11. Dezember 2017 | 18:15 Uhr

Tourismus : Erst jetzt kommen die Urlauber

vom
Aus der Redaktion der Zeitung für die Landeshauptstadt

Schwerin verzeichnet für das erste Halbjahr des Jahres Rückgang der Übernachtungen. Vorletzter Platz im Land

von
erstellt am 30.Jul.2015 | 12:00 Uhr

Der silbermetallic-farbene Peugeot mit französischem Autokennzeichen steht mitten auf der Schliemannstraße, nur wenige Meter nach der Einfahrt aus der Werderstraße. Der Fahrer diskutiert gestikulierend mit der Frau auf dem Beifahrersitz, die offensichtlich ratlos Wege auf einem Stadtplan sucht. Hinter dem Peugeot staut sich bereits der Verkehr. Schließlich rollt der Franzose an, fährt an der Einfahrt zum Großparkplatz Altstadt vorbei und die beiden versuchen ihr Glück in Richtung Grüner Straße. Die Situation ist in diesen Tagen fast täglich so oder ähnlich zu beobachten: Der Parkplatz des Nahverkehrs an der Grünen Straße ist voll besetzt.

„Wir können momentan nicht klagen, was die Bettenbuchungen anbelangt“, sagt Matthias Theiner, Schweriner Chef des Hotel- und Gaststättenverbandes (Dehoga). „Ich hatte gerade eine Woche mit einer 100-prozentigen Belegung“, berichtet der Inhaber des Hotels und Restaurants „Zur guten Quelle“ in der Altstadt. Doch er wisse auch, dass das vor allem an den Schlossfestspielen mit „La Traviata“ liegt, dass die Gäste in die Landeshauptstadt strömen, sagt der erfahrene Hotelier. Es werden nach der Sommeroper wieder andere Zeiten kommen – so wie es in den ersten Monaten des Jahres war.

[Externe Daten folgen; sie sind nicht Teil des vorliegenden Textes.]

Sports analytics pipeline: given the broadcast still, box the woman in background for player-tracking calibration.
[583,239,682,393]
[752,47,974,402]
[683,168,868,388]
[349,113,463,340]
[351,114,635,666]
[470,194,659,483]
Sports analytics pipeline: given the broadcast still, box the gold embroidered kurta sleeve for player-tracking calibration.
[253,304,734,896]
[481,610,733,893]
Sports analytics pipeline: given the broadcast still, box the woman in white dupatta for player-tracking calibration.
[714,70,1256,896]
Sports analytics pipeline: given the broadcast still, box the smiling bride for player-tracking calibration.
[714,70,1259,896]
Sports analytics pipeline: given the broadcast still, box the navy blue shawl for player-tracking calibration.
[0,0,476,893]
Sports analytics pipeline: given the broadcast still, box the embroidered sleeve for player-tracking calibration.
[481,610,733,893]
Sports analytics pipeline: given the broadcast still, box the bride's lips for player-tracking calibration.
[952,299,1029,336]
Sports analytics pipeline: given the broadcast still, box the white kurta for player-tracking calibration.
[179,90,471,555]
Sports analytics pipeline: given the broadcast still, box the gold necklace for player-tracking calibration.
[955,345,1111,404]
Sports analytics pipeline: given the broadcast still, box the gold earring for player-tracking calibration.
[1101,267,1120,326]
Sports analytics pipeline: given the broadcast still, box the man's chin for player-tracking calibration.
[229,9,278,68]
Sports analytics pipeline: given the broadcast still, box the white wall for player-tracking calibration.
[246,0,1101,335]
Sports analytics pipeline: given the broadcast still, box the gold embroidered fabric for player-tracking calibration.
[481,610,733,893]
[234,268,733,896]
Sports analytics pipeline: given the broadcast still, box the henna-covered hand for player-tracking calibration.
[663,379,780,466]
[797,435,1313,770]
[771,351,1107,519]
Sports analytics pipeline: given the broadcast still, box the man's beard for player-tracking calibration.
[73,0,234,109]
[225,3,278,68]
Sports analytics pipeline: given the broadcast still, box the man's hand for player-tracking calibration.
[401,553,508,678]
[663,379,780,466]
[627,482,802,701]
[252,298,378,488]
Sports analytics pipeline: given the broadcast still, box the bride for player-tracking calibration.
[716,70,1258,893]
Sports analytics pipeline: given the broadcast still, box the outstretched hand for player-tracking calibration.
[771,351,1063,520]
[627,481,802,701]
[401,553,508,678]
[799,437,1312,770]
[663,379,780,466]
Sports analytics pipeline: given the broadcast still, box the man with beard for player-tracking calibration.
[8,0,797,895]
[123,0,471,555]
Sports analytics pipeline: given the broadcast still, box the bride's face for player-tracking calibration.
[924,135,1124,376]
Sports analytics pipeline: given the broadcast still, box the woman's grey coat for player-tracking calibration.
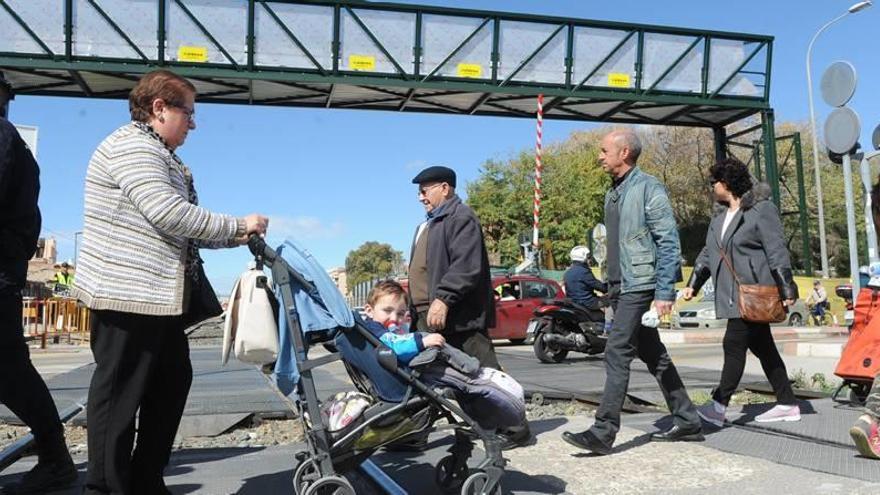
[688,183,798,319]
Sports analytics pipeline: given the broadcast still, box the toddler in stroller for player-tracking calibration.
[249,237,524,495]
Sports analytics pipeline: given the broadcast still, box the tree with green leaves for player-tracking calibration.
[467,128,609,266]
[345,241,403,287]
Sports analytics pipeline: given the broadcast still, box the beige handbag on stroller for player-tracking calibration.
[221,268,278,365]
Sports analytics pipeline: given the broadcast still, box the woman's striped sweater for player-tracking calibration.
[74,123,245,315]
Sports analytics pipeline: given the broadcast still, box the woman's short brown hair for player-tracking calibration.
[128,69,196,122]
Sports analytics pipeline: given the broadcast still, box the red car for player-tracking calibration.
[398,275,565,344]
[489,275,565,344]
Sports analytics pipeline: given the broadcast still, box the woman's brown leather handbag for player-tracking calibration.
[719,247,786,323]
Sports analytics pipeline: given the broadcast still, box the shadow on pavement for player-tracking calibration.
[529,418,568,435]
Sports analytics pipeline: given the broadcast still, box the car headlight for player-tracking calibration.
[697,308,715,320]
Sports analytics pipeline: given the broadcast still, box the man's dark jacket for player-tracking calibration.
[0,117,41,294]
[410,196,495,332]
[565,261,608,308]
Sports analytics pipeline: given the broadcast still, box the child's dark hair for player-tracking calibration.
[709,157,752,198]
[367,280,408,306]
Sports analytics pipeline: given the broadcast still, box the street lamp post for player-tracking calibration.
[73,230,82,264]
[807,0,873,278]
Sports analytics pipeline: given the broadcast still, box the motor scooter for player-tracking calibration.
[526,298,608,363]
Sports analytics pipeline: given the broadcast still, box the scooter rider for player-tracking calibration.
[565,246,608,309]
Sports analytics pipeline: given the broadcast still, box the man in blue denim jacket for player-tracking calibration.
[562,129,703,455]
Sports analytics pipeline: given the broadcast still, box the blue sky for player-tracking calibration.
[10,0,880,293]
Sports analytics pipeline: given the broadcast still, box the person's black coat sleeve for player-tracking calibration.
[434,217,483,307]
[755,201,798,299]
[0,124,13,209]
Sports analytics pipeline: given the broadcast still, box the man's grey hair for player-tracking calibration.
[614,129,642,163]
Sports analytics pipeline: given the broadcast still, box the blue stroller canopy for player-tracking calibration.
[275,239,354,395]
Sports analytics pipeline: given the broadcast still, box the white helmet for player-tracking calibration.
[568,246,590,263]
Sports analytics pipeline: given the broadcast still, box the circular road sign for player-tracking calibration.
[820,61,857,107]
[825,107,862,155]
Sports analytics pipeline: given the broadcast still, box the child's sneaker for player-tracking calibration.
[755,404,801,423]
[697,400,727,428]
[849,414,880,459]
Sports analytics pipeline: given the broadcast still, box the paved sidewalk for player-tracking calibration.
[0,417,880,495]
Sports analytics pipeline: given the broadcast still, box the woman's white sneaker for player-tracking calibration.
[755,404,801,423]
[697,400,727,428]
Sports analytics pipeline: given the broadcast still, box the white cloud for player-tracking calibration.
[269,215,345,240]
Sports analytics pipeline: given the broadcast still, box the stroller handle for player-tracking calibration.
[248,234,277,264]
[248,234,318,293]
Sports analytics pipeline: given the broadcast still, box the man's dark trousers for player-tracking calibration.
[0,291,67,461]
[590,287,701,447]
[416,311,501,370]
[84,311,192,494]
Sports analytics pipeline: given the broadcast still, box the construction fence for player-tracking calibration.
[21,296,90,349]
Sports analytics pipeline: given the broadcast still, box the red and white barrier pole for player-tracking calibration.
[532,94,544,252]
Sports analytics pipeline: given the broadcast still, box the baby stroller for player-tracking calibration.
[832,287,880,405]
[248,236,505,495]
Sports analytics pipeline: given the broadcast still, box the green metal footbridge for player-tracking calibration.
[0,0,809,270]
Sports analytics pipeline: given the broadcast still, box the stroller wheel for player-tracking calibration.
[461,471,501,495]
[305,476,356,495]
[293,458,320,495]
[434,455,470,491]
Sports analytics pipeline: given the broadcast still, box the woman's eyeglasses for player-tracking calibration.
[170,105,196,123]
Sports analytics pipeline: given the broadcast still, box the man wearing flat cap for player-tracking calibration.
[409,166,531,448]
[0,72,77,494]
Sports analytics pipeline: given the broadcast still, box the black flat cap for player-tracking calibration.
[413,165,455,187]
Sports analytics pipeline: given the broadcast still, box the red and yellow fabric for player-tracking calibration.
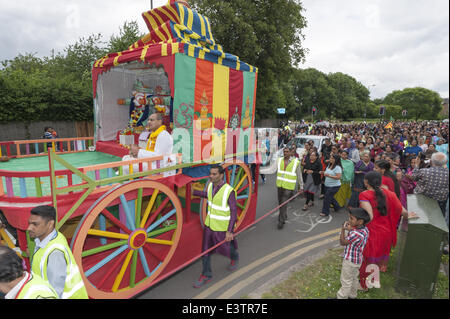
[194,60,214,161]
[226,69,244,158]
[211,64,230,162]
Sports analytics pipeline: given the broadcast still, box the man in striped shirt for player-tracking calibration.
[337,208,370,299]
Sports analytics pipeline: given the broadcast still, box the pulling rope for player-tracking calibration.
[140,191,303,296]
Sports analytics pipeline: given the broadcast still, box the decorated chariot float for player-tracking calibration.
[0,1,259,298]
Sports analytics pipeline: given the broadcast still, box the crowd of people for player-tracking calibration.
[277,121,449,298]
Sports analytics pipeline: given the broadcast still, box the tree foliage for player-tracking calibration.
[383,87,442,121]
[0,5,442,122]
[0,22,140,123]
[189,0,306,118]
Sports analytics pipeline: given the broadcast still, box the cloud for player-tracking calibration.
[303,0,449,98]
[0,0,449,98]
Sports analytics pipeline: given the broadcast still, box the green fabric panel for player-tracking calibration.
[172,54,197,163]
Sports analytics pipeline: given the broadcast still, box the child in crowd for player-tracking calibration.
[337,208,370,299]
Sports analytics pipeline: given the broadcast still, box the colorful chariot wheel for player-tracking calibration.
[71,180,183,299]
[200,160,253,229]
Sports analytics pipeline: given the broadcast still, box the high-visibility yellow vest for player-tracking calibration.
[205,183,234,231]
[277,157,300,190]
[31,232,88,299]
[16,274,58,299]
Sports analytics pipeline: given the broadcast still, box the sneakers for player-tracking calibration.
[228,260,239,271]
[194,275,212,288]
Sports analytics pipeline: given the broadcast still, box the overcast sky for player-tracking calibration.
[0,0,449,98]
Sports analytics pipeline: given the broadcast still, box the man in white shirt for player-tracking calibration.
[122,113,173,174]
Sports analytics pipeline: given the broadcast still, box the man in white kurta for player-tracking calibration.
[122,113,173,174]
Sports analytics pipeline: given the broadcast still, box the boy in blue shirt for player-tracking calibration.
[337,207,370,299]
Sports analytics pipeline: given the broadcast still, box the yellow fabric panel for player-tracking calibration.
[211,64,230,162]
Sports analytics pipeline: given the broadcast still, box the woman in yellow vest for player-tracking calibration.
[0,246,58,299]
[194,164,239,288]
[277,144,303,229]
[27,206,88,299]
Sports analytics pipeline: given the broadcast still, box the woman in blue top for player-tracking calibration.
[320,155,342,217]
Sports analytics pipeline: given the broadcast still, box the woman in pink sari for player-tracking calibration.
[359,171,408,290]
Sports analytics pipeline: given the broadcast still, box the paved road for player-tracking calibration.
[137,175,347,299]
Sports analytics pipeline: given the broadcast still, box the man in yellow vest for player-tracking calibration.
[0,246,58,299]
[27,205,88,299]
[194,164,239,288]
[277,144,303,229]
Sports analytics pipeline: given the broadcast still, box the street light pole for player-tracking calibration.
[364,84,376,121]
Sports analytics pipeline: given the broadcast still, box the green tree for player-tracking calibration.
[293,68,337,119]
[384,87,442,121]
[328,72,369,120]
[189,0,306,119]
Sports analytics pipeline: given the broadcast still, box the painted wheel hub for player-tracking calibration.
[128,228,147,250]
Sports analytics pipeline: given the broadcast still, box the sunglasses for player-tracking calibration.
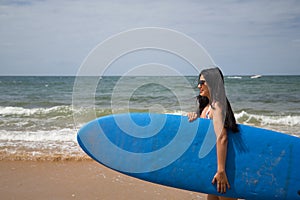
[198,80,205,86]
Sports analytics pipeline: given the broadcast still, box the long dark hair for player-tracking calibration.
[197,68,239,133]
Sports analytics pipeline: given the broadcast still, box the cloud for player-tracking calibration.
[0,0,300,74]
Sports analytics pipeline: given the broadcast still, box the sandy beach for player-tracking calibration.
[0,160,205,200]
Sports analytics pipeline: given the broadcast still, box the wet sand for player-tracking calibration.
[0,161,206,200]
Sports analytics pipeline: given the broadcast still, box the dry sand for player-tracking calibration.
[0,161,206,200]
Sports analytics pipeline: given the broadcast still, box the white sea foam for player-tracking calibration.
[0,106,72,116]
[0,128,77,142]
[227,76,243,79]
[235,111,300,126]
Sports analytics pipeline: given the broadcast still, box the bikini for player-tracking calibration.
[205,106,211,119]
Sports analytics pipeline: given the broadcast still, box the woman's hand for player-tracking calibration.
[187,112,198,122]
[212,171,230,193]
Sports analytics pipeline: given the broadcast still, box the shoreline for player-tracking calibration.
[0,160,206,200]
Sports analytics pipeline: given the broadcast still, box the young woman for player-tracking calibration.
[188,68,239,200]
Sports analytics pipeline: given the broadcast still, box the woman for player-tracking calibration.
[188,68,239,200]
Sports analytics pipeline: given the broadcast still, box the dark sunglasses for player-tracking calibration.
[198,80,205,86]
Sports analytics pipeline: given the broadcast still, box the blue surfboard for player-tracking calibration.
[77,113,300,199]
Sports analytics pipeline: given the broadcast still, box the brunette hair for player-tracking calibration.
[197,67,239,133]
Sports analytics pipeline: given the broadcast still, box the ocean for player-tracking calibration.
[0,76,300,160]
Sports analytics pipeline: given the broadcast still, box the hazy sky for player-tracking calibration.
[0,0,300,75]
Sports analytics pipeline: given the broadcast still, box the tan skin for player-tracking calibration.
[188,75,235,200]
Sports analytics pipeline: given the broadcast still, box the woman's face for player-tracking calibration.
[198,75,210,98]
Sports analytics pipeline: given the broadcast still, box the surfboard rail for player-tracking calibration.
[77,113,300,199]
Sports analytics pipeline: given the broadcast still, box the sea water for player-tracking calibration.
[0,76,300,160]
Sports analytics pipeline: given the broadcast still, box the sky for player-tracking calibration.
[0,0,300,76]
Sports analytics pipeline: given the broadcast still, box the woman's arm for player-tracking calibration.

Die Übernachtungszahlen für das erste Halbjahr liegen jetzt vor. Und sie sind nicht ermutigend. Das einzig Positive ist die so genannte Verweildauer, also der Durchschnittswert, wie lange die Gäste in Schwerin bleiben. Dieser Wert lag im ersten Halbjahr bei 1,7. „Klar, wie hatten auch schon 1,8. „Aber es sind durchschnittlich immer noch mehr als nur eine Nacht, die die Besucher bei uns buchen“, sagt Theiner. 3,6 Übernachtungen beträgt der Durchschnittswert für das Land, 2,4 Nächte bleiben die Touristen durchschnittlich in Rostock.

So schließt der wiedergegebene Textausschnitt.